Rainey has never used his tough upbringing as an excuse, but it is something he has had to overcome.
His mother was in and out of jail on drug convictions. He never had a relationship with his father, who is still in jail. In his last three years at Lakeland High, Rainey lived with Robert and Lisa Webster, the parents of offensive linemen Mike and Maurkice Pouncey.
"With us, he felt like he had a family," Lisa Webster said. "Chris said he wanted what Mike and Maurkice had — a mom and a dad. My boys were raised different than he was. But Chris had to follow the same rules as the boys."
Lisa Webster said Rainey was a good kid who made a huge mistake with his threatening text message.
"If he was a bad kid, he wouldn't have been in my house," she said. "Chris still stays at our house. He still has a key. He's one of our sons. That's the way we treated him.
"He is a good kid who says some dumb stuff. He has a problem with his mouth. That text he sent was some dumb stuff. He did a very bad thing and he was scared. Chris is afraid of the police.
"I talked to him (right after he got out of jail). I told him, 'We support you, we're praying for you, you've got to stop saying stupid stuff.' He regretted it. He knew he'd done a bad thing and he was afraid he wasn't going to get back on the team."
Those who are close to Rainey say he would be lost right now had he not been given a second chance by Meyer and the university.
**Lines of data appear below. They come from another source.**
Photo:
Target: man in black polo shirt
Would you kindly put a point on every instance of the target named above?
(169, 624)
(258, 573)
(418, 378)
"All Chris has is football," Mike Pouncey said.
"Football is his girlfriend," Smart said. "He'd be lost without it. It's a blessing that he's been given this second chance."
Lisa Webster said she's told Rainey he can't waste this opportunity.
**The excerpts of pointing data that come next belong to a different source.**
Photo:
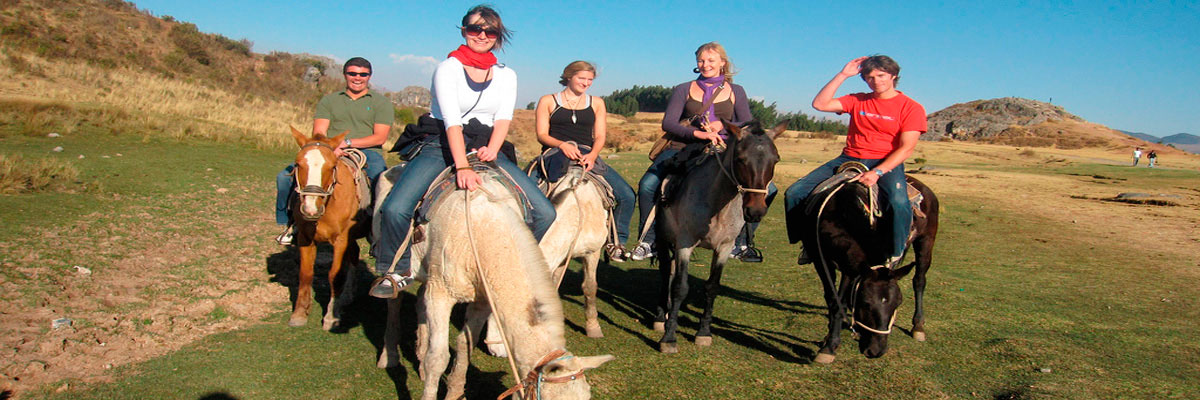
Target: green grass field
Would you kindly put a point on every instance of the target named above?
(1017, 306)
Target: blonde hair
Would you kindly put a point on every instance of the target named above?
(575, 67)
(727, 70)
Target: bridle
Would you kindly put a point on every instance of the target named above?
(531, 387)
(313, 190)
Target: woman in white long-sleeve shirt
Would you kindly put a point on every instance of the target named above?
(473, 109)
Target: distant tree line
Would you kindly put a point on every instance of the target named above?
(654, 100)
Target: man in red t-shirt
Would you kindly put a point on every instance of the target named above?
(885, 126)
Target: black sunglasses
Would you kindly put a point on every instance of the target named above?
(475, 29)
"He better do right," she said. "I said, 'Chris, this is your last chance. There are no more chances. You need to worry about football and school and not relationships.' He listens to me."
Rainey also listens to his mom. And maybe he can learn a valuable lesson from her.
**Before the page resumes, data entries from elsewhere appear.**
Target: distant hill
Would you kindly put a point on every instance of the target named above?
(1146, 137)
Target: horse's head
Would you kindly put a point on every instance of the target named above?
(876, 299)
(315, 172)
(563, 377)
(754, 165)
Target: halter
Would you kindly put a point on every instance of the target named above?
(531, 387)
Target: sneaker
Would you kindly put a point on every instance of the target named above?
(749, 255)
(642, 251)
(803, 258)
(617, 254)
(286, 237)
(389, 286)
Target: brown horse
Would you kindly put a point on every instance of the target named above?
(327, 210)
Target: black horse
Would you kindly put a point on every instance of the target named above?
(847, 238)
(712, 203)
Despite her difficult time raising seven children while coping with a drug problem and spending time in jail, Valerie Smart has turned her life around. At 48, she is back in school trying to become a residential contractor.
"On June 28, 1999, life caught up with me," Smart said. "That was a good date, a good time to start being free from drugs. You get sick and tired of yourself. That's when I decided I was going straight."
Smart said she's confident her son has turned his life around, too.
"He's doing wonderful," she said. "He's not going to get in any more trouble. I'm proud of Chris. I'm proud of all my babies. They've been blessed. Chris is going to do things the right way."